Center of Structural and Cell Biology in Medicine, Institute of Chemistry and Metabolomics, University of Lübeck, Ratzeburger Allee 160, 23562 Lübeck, Germany.
Center of Structural and Cell Biology in Medicine, Institute of Biochemistry, University of Lübeck, Ratzeburger Allee 160, 23562 Lübeck, Germany.
J Am Chem Soc. 2022 Jul 27;144(29):13060-13065. doi: 10.1021/jacs.2c05603. Epub 2022 Jul 13.
We have used chemical shift perturbation (CSP) and saturation transfer difference (STD) NMR experiments to identify and characterize the binding of selected ligands to the receptor-binding domain (RBD) of the spike glycoprotein (S-protein) of the severe acute respiratory syndrome coronavirus 2 (SARS-CoV-2). We also subjected full-length S-protein to STD NMR experiments, allowing correlations with RBD-based results. CSPs reveal the binding sites for heparin and fondaparinux, and affinities were measured using CSP titrations. We then show that α-2,3-sialyllactose binds to the S-protein but not to the RBD. Finally, combined CSP and STD NMR experiments show that lifitegrast, a compound used for the treatment of dry eye, binds to the linoleic acid (LA) binding pocket with a dissociation constant in the μM range. This is an interesting finding, as lifitegrast lends itself well as a blueprint for medicinal chemistry, eventually furnishing novel entry inhibitors targeting the highly conserved LA binding site.

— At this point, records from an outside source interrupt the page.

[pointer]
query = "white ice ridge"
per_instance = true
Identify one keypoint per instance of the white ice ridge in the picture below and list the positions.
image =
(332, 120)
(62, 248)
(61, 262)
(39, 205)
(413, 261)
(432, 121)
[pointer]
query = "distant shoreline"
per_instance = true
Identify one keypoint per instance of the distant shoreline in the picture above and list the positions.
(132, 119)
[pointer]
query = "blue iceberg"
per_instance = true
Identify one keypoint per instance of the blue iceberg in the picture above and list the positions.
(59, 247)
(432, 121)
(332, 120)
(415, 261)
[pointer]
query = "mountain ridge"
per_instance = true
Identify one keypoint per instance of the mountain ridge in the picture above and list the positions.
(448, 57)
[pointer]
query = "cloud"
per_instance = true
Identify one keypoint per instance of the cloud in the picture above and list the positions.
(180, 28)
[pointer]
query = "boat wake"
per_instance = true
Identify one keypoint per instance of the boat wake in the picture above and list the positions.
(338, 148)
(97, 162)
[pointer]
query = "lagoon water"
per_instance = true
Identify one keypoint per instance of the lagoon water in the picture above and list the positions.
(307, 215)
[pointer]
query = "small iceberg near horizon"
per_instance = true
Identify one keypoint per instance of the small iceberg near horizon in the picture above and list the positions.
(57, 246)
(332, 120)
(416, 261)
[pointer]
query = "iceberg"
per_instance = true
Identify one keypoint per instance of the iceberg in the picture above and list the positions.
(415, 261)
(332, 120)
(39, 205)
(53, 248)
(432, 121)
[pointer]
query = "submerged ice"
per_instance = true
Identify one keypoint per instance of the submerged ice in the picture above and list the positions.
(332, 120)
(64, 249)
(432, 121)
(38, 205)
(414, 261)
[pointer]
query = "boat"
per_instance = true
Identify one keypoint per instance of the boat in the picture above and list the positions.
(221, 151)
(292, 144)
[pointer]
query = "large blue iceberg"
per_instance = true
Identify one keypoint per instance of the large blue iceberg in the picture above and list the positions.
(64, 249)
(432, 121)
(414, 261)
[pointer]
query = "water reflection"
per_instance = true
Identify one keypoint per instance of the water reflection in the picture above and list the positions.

我们使用化学位移扰动(CSP)和饱和转移差异(STD)NMR 实验来鉴定和表征选定配体与严重急性呼吸综合征冠状病毒 2(SARS-CoV-2)的刺突糖蛋白(S-蛋白)的受体结合域(RBD)的结合。我们还对全长 S-蛋白进行了 STD NMR 实验,允许与基于 RBD 的结果进行关联。CSP 揭示了肝素和磺达肝素的结合位点,并通过 CSP 滴定测量了亲和力。然后,我们表明 α-2,3-唾液酸乳糖结合到 S-蛋白上,但不结合到 RBD 上。最后,组合的 CSP 和 STD NMR 实验表明,用于治疗干眼症的化合物利福昔明结合到 linoleic 酸(LA)结合口袋中,解离常数在μM 范围内。这是一个有趣的发现,因为利福昔明本身很适合作为药物化学的蓝图,最终提供针对高度保守的 LA 结合位点的新型进入抑制剂。